# Need help on Age of Mythology multiplayer



## Kalyan (May 3, 2007)

Hi all..

  This looks a bit old but I tried to play Age of Mythology multiplayer game. I connected my friend's system on lan with my pc. I selected multiplayer mode, then 'LAN/Direct IP' option. when I give his ip address directly, the system just scans for 15 secs and says that it doesnt find anything. I tried this from both the systems and got nothing. 
      I tried to host a game from my system and the name I gave in my pc was shown in the other system I hosted a game and when my friend clicked to join, the pc scanned for 120 secs or so and after scanning, it found nothing. I did this process from both the systems but the result was the same.
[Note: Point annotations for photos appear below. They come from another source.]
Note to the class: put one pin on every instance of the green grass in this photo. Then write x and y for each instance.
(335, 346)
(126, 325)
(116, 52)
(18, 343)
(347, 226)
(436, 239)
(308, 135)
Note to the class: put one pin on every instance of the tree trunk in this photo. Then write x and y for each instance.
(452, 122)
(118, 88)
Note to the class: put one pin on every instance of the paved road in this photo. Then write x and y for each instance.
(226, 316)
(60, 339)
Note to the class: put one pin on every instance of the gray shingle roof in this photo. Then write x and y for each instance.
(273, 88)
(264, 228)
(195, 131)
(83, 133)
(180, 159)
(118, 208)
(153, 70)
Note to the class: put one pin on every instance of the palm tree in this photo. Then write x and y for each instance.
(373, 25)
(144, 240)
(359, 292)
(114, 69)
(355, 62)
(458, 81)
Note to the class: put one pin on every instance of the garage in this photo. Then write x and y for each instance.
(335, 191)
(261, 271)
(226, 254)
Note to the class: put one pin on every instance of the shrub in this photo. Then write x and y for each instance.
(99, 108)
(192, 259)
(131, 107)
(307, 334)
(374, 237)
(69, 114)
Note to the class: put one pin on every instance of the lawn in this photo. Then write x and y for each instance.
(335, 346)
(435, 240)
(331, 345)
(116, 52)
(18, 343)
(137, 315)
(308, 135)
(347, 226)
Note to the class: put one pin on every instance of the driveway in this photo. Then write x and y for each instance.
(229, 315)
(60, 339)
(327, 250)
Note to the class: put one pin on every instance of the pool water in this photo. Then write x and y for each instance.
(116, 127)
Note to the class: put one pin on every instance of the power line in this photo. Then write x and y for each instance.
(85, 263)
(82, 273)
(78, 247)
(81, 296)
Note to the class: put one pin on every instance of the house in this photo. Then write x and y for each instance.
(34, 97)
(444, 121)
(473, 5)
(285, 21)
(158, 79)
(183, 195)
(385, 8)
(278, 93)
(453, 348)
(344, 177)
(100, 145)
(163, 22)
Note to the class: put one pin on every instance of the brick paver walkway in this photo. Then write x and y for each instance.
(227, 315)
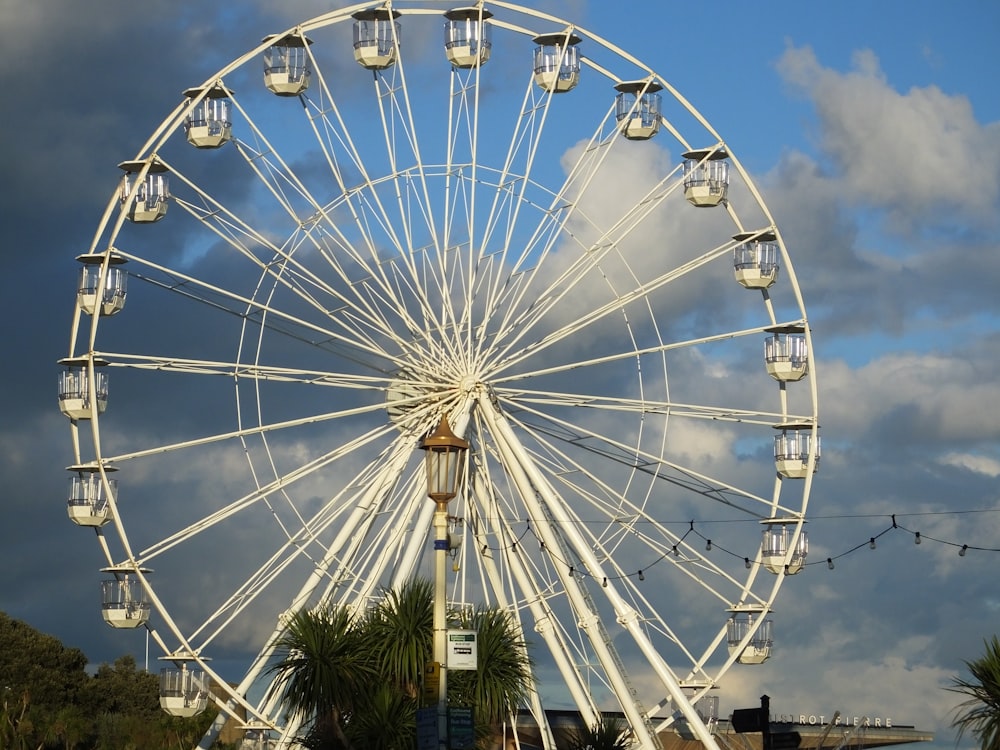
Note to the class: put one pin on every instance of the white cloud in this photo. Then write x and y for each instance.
(912, 154)
(980, 464)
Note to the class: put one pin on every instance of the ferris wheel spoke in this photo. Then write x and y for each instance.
(507, 356)
(637, 459)
(365, 204)
(281, 263)
(623, 522)
(631, 354)
(444, 243)
(246, 432)
(644, 406)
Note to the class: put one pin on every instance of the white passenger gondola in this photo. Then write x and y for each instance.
(183, 689)
(144, 190)
(93, 295)
(755, 259)
(742, 622)
(557, 61)
(79, 394)
(208, 124)
(125, 603)
(376, 38)
(786, 354)
(638, 109)
(89, 493)
(706, 177)
(467, 36)
(777, 553)
(794, 448)
(286, 64)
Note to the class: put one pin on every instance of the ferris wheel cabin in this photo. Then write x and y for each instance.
(747, 636)
(208, 124)
(144, 190)
(79, 395)
(89, 494)
(776, 551)
(101, 290)
(183, 689)
(286, 64)
(637, 109)
(467, 37)
(557, 62)
(755, 259)
(125, 603)
(786, 354)
(793, 449)
(376, 38)
(706, 177)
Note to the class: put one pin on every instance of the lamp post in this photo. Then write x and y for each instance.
(445, 456)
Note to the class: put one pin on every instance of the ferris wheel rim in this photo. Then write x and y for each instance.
(512, 398)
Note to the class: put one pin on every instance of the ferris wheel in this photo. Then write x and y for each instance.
(360, 227)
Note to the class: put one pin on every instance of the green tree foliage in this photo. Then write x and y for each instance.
(609, 733)
(357, 679)
(980, 713)
(48, 701)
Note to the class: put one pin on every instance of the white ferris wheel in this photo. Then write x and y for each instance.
(360, 227)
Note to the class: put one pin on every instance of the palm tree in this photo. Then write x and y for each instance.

Please help me how to play the multiplayer game through LAN?
I got the security alert to block/unblock the other pc. I clicked on unblock. but no use.

 Thanks in advance


----------



## babi_surat (May 6, 2007)

your problem is with the firewall only!!!!!   

try this thing : 1. First host a game.
                    2. Then shut down your Fire wall(Xp and Antivirus both).
                    3.  Then tell your frnd to connect to your IP.. At that time with your firewall disabled they can connect with youur game(if LAN is SETUP properly).
                    4. Then after your fnds have connected just turn on the firewall.. Still now they will be connected.. if not then you have to disable the anti virus firewall..(XP firewall may continue).
                    5. you can now play with the game in multi player mode.


----------



## Goten (May 7, 2007)

I am playing this on LAN nowadays n really its troubling so I know every bit of it.
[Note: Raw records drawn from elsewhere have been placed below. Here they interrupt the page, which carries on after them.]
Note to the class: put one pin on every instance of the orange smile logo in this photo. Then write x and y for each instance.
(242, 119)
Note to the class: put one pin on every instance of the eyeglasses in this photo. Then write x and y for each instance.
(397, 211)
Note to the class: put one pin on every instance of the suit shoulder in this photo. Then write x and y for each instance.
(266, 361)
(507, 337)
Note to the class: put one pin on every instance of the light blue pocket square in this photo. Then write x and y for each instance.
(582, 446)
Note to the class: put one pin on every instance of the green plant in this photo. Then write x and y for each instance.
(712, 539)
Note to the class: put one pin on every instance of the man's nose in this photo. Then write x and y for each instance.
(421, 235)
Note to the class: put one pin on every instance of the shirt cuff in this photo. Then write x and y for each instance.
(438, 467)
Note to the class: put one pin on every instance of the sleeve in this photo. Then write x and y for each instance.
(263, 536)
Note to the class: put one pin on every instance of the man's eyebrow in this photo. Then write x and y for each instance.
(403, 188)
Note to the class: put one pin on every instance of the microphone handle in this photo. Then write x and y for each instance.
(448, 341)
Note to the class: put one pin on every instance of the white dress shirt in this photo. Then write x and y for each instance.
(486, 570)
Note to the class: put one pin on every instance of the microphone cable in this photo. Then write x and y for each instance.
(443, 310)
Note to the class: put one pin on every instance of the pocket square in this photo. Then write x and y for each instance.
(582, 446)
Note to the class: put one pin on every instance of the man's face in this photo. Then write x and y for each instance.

Firstly u will have to disable all the firewalls.

Secondly give ur address as 192.168.0.1 n urs frens as 192.168.0.2 just tab after enter ip coz then autoaticall it will assign subnet mask.

Ur error is due to non static ips n not firewall. But better switch off all firewalls.

Do all this before starting the game coz in better AOM running one can change ip but the effects wont be seen.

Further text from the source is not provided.